It’s hard these days to muster much interest in the World Trade Organization (WTO). Locked for years in rounds of negotiations leading nowhere, the body seems to have outlived its usefulness. Another big gathering of trade ministers ended in deadlock in Buenos Aires last week. You might wonder: Why bother?
The answer is that liberal trade, second only to capitalism, is the most powerful engine of economic prosperity the world has ever seen — and governments could use the WTO to advance living standards across the globe. Led by the US, that’s what they did in the decades after
1945. Without an international commitment to free trade, though, the institution is doomed to irrelevance.
The core principle of the WTO, and its predecessor the General Agreement on Tariffs and Trade, is reciprocity. In simple terms, this approach aims to make free trade politically feasible. Country A would be better off if it lowered its import tariffs unilaterally, goes the theory — but that change meets less resistance if Country B lowers its tariffs as well.
This formula was enormously successful in the GATT’s first decades, mainly because the U.S. was eager to lead the world in that direction. In more recent years, the conviction that free trade is good has weakened.
Increasingly, governments are regressing to mercantilism — the fallacy that a country gains from trade only if its exports exceed its imports. In addition, once the GATT and WTO had succeeded in bringing tariffs down, trade liberalization became more complicated and more politically fraught — more to do with regulatory obstacles than taxes at the border.
Where it matters most, political support for liberal trade has fallen to its lowest point in years. The US still leads — but now in the wrong direction. President Donald Trump embraces mercantilism in its purest and dumbest form: “exports good, imports bad.” US Trade Representative Robert Lighthizer began the Buenos Aires meeting by calling the WTO’s role into question. The US blocked a declaration asserting the value of trade in development and is holding up the appointment of judges to the body’s dispute-settlement courts.

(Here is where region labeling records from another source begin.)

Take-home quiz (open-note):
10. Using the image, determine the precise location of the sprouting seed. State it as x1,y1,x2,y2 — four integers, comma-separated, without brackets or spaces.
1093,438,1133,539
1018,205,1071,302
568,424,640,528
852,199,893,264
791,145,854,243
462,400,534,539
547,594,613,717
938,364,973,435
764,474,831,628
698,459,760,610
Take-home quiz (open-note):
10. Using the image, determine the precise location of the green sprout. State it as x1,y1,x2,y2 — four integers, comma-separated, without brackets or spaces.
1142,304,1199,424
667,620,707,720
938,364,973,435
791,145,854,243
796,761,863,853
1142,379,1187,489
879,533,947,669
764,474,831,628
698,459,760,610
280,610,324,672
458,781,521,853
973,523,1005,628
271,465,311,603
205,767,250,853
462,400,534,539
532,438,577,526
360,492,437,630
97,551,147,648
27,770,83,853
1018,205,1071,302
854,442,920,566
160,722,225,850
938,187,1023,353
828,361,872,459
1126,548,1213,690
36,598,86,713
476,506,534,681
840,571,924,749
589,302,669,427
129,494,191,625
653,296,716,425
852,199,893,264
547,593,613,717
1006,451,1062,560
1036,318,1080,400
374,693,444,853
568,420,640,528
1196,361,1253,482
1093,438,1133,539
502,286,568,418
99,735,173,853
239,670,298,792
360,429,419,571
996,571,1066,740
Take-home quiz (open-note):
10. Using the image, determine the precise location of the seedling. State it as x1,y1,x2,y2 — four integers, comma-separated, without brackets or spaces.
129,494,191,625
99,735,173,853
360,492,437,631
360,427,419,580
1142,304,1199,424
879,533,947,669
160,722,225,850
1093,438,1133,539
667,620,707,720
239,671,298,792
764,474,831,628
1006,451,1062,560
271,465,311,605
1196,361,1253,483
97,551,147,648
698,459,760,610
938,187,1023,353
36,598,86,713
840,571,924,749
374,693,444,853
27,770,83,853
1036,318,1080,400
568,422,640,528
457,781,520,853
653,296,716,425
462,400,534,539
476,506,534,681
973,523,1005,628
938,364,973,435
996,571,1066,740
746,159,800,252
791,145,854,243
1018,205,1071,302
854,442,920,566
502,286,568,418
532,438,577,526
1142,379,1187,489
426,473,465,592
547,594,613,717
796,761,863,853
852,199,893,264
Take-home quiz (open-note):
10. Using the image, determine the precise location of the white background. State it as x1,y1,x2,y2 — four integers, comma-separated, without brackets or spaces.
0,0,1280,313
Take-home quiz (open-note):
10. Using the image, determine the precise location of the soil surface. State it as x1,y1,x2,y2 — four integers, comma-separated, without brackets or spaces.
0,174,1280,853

Meanwhile, governments in the rest of the world are pressing forward with bilateral and regional agreements, as opposed to the global deals that the WTO could advance. Depending on the details, regional pacts like the Trans-Pacific Partnership can be enormously valuable, but they aren’t the gold standard of multilateral liberal trade.
Don’t blame the WTO for its paralysis. It could still be a powerful instrument for governments that believe in international competition. Without that conviction — and without the engagement and leadership of the US — it’s bound to fail.